Zika is caused by the bite of an infected Aedes species mosquito. These mosquitoes are aggressive daytime biters. They can also bite at night.

Zika can be passed from a pregnant woman to her fetus. Infection during pregnancy can cause certain birth defects.

There is no vaccine or medicine for Zika.

The virus can be transmitted through:

• Mosquito bites

• From a pregnant woman to her fetus

• Sex

• Blood transfusion (very likely but not confirmed)

Many people infected with the Zika virus won’t have symptoms at all or will only have mild symptoms. The most common symptoms of Zika are:

• Fever

• Rash

• Joint pain

• Conjunctivitis (red eyes)

• Muscle pain

• Headache

Symptoms can last for several days to a week. People usually don’t get sick enough to even go to the hospital. Once a person has been infected with Zika, they are likely to be protected from future infections.

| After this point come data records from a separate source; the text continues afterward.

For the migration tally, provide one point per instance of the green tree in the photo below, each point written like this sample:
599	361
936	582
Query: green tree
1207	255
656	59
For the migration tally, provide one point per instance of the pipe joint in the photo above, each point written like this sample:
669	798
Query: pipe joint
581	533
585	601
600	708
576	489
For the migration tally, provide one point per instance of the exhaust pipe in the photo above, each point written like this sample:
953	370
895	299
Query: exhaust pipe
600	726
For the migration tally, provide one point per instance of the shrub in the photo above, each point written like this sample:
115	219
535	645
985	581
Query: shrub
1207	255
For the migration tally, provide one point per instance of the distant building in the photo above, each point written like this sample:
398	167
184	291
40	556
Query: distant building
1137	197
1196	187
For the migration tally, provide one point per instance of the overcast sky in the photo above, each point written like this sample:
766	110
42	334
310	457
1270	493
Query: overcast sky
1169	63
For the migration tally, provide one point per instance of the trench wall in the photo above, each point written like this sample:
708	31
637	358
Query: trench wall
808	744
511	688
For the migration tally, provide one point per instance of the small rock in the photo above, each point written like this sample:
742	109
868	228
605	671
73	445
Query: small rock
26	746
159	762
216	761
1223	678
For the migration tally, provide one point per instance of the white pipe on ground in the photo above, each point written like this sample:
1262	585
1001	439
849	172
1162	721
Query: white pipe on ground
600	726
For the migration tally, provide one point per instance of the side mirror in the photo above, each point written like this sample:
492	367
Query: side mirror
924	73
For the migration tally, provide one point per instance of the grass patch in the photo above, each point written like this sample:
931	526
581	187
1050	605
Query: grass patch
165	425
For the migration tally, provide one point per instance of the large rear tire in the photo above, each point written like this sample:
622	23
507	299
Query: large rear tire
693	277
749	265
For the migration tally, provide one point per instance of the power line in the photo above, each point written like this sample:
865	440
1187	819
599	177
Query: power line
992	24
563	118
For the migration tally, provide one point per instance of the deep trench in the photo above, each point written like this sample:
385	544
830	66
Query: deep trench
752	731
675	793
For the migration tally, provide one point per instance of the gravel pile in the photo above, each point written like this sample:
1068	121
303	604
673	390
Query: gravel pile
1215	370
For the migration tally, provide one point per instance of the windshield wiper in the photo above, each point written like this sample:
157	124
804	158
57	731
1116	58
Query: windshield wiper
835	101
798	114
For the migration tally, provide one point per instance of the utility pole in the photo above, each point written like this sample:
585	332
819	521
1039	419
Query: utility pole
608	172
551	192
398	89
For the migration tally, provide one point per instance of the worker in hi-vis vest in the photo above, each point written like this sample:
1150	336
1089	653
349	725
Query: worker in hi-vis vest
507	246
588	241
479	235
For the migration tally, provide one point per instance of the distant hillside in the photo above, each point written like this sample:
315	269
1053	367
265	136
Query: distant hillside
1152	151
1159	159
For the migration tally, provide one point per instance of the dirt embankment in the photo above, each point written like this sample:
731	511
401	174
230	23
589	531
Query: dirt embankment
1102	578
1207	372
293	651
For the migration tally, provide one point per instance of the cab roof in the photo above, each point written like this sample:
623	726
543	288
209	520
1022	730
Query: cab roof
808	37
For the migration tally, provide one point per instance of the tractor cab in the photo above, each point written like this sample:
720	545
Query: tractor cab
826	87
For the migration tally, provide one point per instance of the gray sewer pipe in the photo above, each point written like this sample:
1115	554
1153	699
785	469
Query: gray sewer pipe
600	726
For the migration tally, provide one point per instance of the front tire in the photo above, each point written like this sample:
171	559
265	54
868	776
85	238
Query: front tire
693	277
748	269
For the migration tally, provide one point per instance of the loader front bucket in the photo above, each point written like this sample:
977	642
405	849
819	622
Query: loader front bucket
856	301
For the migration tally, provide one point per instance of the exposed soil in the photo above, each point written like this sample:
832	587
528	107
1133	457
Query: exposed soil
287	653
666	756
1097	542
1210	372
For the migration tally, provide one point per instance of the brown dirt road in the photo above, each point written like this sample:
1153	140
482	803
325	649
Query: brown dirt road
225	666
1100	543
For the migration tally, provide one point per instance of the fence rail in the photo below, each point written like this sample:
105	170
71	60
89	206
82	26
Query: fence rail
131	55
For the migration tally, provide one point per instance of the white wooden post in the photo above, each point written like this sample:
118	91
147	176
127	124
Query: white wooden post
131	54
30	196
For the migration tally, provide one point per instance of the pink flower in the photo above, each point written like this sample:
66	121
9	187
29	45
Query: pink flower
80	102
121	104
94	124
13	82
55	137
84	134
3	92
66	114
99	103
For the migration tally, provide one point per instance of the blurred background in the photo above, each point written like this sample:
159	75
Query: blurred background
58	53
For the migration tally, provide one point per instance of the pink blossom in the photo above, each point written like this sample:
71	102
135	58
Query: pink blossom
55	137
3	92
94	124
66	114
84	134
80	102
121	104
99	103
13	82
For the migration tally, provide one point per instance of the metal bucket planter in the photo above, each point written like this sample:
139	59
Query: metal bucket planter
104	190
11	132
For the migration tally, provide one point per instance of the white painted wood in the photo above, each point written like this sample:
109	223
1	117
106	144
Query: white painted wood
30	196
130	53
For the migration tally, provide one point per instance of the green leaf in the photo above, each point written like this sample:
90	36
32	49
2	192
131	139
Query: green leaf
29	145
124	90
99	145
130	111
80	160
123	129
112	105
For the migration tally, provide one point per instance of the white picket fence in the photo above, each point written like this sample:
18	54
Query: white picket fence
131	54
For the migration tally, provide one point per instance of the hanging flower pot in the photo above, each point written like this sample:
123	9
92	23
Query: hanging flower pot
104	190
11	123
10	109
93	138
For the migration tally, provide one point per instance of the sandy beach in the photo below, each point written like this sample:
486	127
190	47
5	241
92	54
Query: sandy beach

A Zika infection during pregnancy can cause a birth defect of the brain called microcephaly and other severe fetal brain defects. Other problems have been detected among fetuses and infants infected with the Zika virus before birth such as defects of the eyes, hearing deficits and impaired growth.

Since I am long passed needing to worry about pregnancy, any serious risks resulting from contracting the virus seemed nonexistent. But, then I read a bit further. There have been increased reports of Guillain-Barré syndrome (GBS) in areas affected by Zika.

GBS is an uncommon sickness of the nervous system in which a person’s own immune system damages the nerve cells causing muscle weakness and sometimes paralysis.

Several countries that have experienced Zika outbreaks recently have reported increases in people who have GBS. The CDC admits that it cannot at this time definitively state that there is a correlation between the virus and GBS but reports indicate that it is a concern needing further research.

Check out the CDC website for information on locations reporting outbreaks of Zika.

So, there you have it. I would never presume to tell you to travel or not to travel to warm climates this winter. I just wanted you to know a bit more about Zika before you make the decision.